I have given my papers to the German Literature Archive in March (because we share an initial, I’m filed near Kafka) and I have realised that I have much more material. But I didn’t want to include everything in this one book because the effect would merely have been cumulative. The moments that I have included are emblematic.  To have written, for example, about dance training in Stuttgart or encounters in East Berlin or my friendship with Monika Maron would have detracted enormously from the distilled moments through which this story reveals itself. Perhaps I will write a Part 2.

You have spoken about translating experience and mood into text, spoken word and dance. Your 2019 novel No Storm, Just Weather has been published in English translation by Seagull Books. Café of the Invisibles will be out shortly in English. Do you see interlingual translation as analogous to your translation of experience into words and movement, or as qualitatively very different?

I don’t feel qualified to judge. I enjoy working closely with my translators. They are brilliant at spotting the weak moments in my writing and noticing where something doesn’t ring true. I value the care, commitment and sense of responsibility they bring to the text. They help me to see my texts through fresh eyes.

I value the care, commitment and sense of responsibility translators bring to the text. They help me to see my texts through fresh eyes.

In your novel Wishes, published in 2013, your protagonist vanishes for a time from her home in small town Germany and immerses herself in the London of Cambridge Heath, Petticoat Lane, Bethnal Green, and the Peter Jones café.  What research did you do for these London scenes?

When I was fifteen I spent six weeks in London. I was there to learn English but the city was much more interesting and anyway you can learn a language at the disco. I lived in Barnet and travelled into the centre every day by underground.

Later, in 2004, thanks to a grant from the Swiss foundation, Landis&Gyr, I spent nine months living on Smithy Street, near Whitechapel and Mile End Underground stations. I shared accommodation with Swiss nationals, who said I was living in a completely different London from the London in which they were living. I joined a gym on Mile End Road and attended kick boxing classes with young Muslim women who took their headscarves off to do the class, then put them on again before they left the gym. Even though I was living in Kreuzberg in Berlin, London felt much more international.
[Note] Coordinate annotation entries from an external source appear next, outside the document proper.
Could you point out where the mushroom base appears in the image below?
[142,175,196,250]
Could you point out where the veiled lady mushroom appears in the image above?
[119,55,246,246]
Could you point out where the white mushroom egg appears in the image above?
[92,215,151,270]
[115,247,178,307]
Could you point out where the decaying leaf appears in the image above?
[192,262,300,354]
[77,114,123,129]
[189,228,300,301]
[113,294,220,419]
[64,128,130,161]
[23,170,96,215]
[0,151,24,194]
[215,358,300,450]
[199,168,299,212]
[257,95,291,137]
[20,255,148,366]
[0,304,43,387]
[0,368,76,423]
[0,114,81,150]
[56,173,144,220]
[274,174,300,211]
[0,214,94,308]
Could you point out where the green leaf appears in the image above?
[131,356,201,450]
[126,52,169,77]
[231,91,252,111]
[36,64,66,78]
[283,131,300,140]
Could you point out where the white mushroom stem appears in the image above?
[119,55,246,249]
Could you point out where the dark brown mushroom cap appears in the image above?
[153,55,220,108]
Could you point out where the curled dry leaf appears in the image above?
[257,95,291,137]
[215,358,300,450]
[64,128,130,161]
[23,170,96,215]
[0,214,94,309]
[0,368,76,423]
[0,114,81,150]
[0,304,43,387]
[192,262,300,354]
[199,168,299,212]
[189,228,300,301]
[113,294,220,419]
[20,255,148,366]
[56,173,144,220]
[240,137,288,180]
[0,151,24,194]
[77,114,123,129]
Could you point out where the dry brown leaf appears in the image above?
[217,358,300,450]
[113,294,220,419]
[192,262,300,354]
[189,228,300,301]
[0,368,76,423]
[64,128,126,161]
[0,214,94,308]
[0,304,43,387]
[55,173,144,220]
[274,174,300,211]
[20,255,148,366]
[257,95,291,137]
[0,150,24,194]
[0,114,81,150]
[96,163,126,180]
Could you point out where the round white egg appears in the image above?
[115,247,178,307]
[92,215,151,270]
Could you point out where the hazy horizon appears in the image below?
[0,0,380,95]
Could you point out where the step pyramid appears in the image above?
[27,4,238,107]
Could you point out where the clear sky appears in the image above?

I also went to the Peter Jones café, which is mentioned in the book too, and enjoyed the marvellous views.

You have been published by DuMont Publishers in Cologne since 2002. Is your working relationship with DuMont important?

Absolutely. It’s a relationship that I greatly value. I have worked for many years with Judith Habermas in the international rights department.
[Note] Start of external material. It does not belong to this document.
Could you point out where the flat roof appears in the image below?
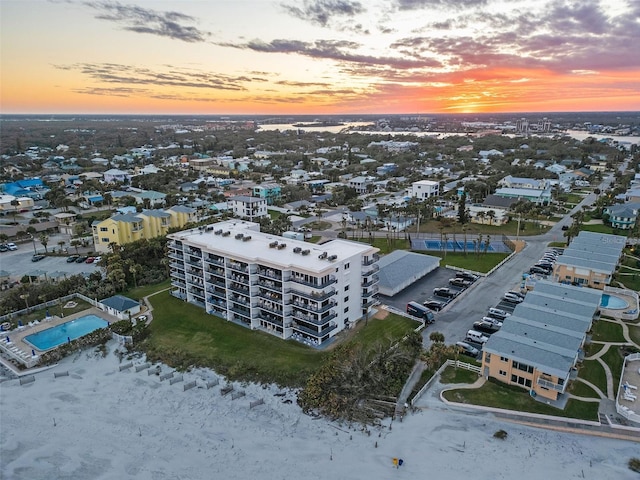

Cafe of the Invisibles is about the importance of active listening and, by extension, active reading. Do you see The World Between the News, in which you explore ways to write about personal experience and to open up a space in which lived experience may be voiced, as a logical next step? 

This logical progression hadn’t occurred to me but I think it’s correct. Susan Sonntag said, I write so that I know what I think. She’s right. Readers probably have a better sense than I do of the threads that weave my books together. I had to write five or six novels before I realised that there is a big topic that I am always writing about: DISAPPEARANCE.
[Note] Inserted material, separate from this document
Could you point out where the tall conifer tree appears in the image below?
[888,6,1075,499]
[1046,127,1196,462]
Or did I only notice this when someone pointed it out?


J. Kuckart East London 2020

Judith Kuckart is an award-winning writer, choreographer, dancer and director. She is the author of over ten novels, as well as essay and short-story collections, numerous theatre pieces, radio-plays and features. Judith Kuckart grew up in Schwelm on the edge of the Ruhr region. She lives in Berlin. She completed her studies in literature and theatre studies at the Free University of Berlin with a master’s thesis on Else Lasker-Schüler.

Sarah Escritt has a longstanding interest in German and translation. She read German and Italian at university and now works as a solicitor and part-time translator. She  recently completed a Masters in Literary Translation.